– Да, это Оксана Суреновна, жена Валентина Андреевича.
Оксана не могла пошевелиться. Впервые она взглянула на свою жизнь со стороны, и ей не захотелось иметь к учителю даже малое отношение. Но сказанное было почти правдой, и это “почти” делало правду хоть сколько-нибудь приличной. Оксане вдруг стало стыдно. Без всякого проступка. Как же так получилось, что восхищавший ее, ставший для нее кумиром, учитель превратился в ее любовника?
А между тем потерявший к ней интерес, Вадим жестко излагал причину вероломного визита, и его слова едва долетали до ее слуха.
…подозревается в самовольном захвате…убийстве трех человек…
После такого торжественного объявления Полину чуть не хватил удар.
Второе оперуполномоченное лицо принялось шарить вокруг, и Оксана, опомнившись, подалась за ним.

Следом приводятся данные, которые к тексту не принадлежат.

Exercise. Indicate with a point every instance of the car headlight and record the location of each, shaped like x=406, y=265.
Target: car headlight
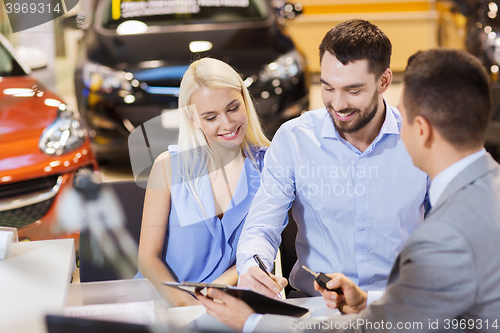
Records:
x=97, y=77
x=65, y=134
x=287, y=66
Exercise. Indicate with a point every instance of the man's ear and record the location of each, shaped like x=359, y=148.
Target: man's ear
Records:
x=424, y=131
x=385, y=81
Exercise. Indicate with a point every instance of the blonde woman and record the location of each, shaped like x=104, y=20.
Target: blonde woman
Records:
x=200, y=191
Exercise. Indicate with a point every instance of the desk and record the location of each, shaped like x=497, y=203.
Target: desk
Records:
x=193, y=317
x=34, y=281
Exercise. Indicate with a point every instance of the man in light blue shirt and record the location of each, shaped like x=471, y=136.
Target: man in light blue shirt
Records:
x=446, y=277
x=355, y=193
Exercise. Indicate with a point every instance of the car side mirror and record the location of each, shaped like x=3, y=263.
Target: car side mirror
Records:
x=77, y=22
x=286, y=10
x=33, y=57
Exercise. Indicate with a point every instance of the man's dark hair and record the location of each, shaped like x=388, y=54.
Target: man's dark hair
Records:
x=450, y=89
x=356, y=40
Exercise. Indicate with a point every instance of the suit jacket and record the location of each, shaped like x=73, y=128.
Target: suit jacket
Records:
x=447, y=276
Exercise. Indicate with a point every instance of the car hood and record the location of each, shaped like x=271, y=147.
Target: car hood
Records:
x=246, y=47
x=24, y=112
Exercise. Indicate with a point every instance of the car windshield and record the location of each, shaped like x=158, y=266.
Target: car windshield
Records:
x=8, y=65
x=173, y=12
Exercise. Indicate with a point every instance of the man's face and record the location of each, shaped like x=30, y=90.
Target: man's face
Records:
x=350, y=93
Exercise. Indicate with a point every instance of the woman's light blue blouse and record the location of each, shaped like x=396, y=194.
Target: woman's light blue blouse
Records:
x=197, y=248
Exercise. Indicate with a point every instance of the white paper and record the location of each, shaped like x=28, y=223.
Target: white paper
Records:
x=133, y=312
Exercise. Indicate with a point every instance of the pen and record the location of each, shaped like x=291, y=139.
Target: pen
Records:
x=263, y=267
x=322, y=279
x=261, y=264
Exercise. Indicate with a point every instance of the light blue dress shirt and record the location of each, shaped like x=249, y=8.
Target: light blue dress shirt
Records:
x=197, y=248
x=354, y=210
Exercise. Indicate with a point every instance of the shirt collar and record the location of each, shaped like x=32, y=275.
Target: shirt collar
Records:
x=390, y=125
x=441, y=181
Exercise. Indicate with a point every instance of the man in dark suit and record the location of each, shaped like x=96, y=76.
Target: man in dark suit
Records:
x=447, y=276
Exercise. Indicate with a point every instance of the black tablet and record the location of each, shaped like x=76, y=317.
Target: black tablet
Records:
x=258, y=302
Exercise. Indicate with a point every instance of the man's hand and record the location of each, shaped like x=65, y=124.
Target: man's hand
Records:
x=353, y=300
x=227, y=309
x=257, y=280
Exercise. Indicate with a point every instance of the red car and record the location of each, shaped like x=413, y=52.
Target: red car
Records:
x=43, y=145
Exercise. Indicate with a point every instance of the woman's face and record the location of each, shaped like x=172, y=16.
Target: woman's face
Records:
x=221, y=114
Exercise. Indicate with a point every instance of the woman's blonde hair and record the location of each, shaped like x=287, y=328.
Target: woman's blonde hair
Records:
x=196, y=155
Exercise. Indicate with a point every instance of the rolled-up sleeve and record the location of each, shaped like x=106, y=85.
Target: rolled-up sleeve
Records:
x=267, y=217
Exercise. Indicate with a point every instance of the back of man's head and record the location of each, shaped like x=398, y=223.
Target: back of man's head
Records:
x=356, y=40
x=450, y=89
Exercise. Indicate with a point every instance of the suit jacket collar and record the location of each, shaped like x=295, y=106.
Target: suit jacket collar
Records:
x=474, y=171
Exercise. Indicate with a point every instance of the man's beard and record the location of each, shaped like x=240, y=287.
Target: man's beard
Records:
x=363, y=119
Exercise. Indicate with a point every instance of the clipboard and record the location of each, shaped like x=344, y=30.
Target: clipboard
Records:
x=258, y=302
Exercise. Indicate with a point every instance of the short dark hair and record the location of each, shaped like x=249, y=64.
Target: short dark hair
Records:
x=356, y=40
x=450, y=89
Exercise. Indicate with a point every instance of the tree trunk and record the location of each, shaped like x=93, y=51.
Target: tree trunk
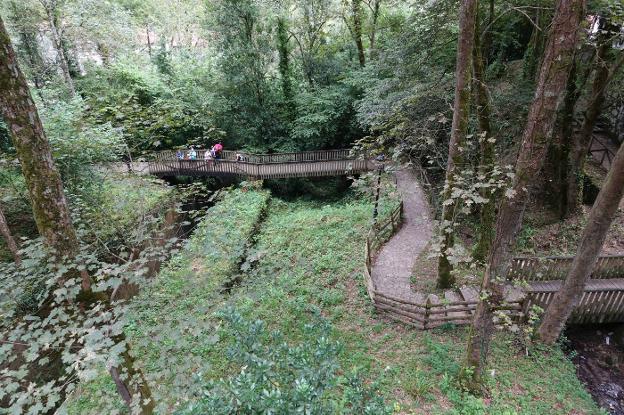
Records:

Несмотря на охватившее её смятение, она подсознательно пыталась проследить за тем, чтобы “погононосец” не подбросил фальшивую улику. Она плохо помнила, что было дальше, кроме того, что искавший ничего не нашел, а ещё ЕГО взгляд, пренебрежительный и ледяной, время от времени брошенный в ее сторону. Помнила, как взяв себя в руки, спросила:
– Покажите постановление об обыске или задержании.
В ответ получила презрительную ухмылку сыщика. Однако он не стал больше ничего трогать, лишь обошел все комнаты и чуть дольше задержался во взломанном бойцами кабинете Мастера.
После их ухода Полину пришлось отпаивать валерианой, хотя и Оксана сама с трудом приходила в себя. Не грубое вторжение испугало её. Она испытывала отчаяние и нестерпимое чувство какой-то невозвратимой потери. Вадим с его холодным, но проникающим в самую глубину сердца, взглядом все время стоял у нее перед глазами. Ей совершенно определенно захотелось оказаться рядом с этим мужчиной, и в этот момент ясно показалось, что у нее нет самого главного – жизни.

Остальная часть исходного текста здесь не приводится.